Se para en seco y se da la vuelta.

– ¿Está de broma? -pregunta, apartándose un mechón negro rizado de la cara-. ¿Sabe lo difícil que es meterle miedo a él?

Me agarro a la barandilla para sujetarme. Me parece que no quiero saber la respuesta.

– ¿Entonces la dejaste marchar? -pregunta Nora con los ojos muy abiertos de incredulidad.

– ¿Qué querías que hiciera? ¿Tirarla al suelo y pedir un trato justo?

– Lo de tirarla no estoy muy segura, pero tendrías que empezar a hacer algo.
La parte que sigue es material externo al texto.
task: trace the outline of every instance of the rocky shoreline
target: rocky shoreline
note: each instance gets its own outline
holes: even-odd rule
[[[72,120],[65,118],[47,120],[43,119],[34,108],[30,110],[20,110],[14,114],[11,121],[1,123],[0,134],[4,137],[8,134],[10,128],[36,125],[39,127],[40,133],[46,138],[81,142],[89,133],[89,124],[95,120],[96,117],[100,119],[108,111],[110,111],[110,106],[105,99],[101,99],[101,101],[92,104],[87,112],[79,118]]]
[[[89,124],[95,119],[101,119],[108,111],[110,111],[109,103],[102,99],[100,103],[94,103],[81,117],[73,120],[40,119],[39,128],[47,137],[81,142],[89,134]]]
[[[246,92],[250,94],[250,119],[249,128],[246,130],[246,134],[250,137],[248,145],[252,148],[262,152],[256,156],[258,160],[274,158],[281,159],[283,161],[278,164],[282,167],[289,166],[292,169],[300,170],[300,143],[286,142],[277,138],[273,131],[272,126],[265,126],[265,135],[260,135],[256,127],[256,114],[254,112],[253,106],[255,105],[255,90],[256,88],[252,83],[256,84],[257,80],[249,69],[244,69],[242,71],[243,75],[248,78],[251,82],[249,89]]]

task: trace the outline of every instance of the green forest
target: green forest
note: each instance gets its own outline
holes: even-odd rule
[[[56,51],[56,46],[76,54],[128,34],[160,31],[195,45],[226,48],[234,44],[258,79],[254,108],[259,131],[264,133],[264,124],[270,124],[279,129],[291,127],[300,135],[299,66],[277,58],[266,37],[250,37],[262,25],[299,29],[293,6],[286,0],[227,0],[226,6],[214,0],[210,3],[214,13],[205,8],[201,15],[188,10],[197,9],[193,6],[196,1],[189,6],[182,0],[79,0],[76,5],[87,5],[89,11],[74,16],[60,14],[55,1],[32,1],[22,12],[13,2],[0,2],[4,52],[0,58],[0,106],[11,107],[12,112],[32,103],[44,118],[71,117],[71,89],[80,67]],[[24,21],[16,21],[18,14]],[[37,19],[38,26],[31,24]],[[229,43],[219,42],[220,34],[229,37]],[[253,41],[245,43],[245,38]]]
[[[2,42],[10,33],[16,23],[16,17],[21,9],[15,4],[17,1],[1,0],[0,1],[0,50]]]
Me levanto de la silla y cruzo la habitación de Nora para apoyarme en el borde de su escritorio antiguo. A mi izquierda observo una Nora manuscrita con la firma de Carol Lorenson, la administradora del fideicomiso que guarda todo el dinero de los Hartson. «Paga semanal. Segunda semana de setiembre.» Junto a la nota hay un pequeño montón de billetes de veinte dólares.

– No lo entiendes -digo.

– ¿Qué hay que entender? La tenías y la dejaste marchar.

– El malo no es ella -le replico rápidamente-. Estaba incluso más asustada que yo, y tal y como sonaba parecía que estuviera a punto de tener un ataque al corazón.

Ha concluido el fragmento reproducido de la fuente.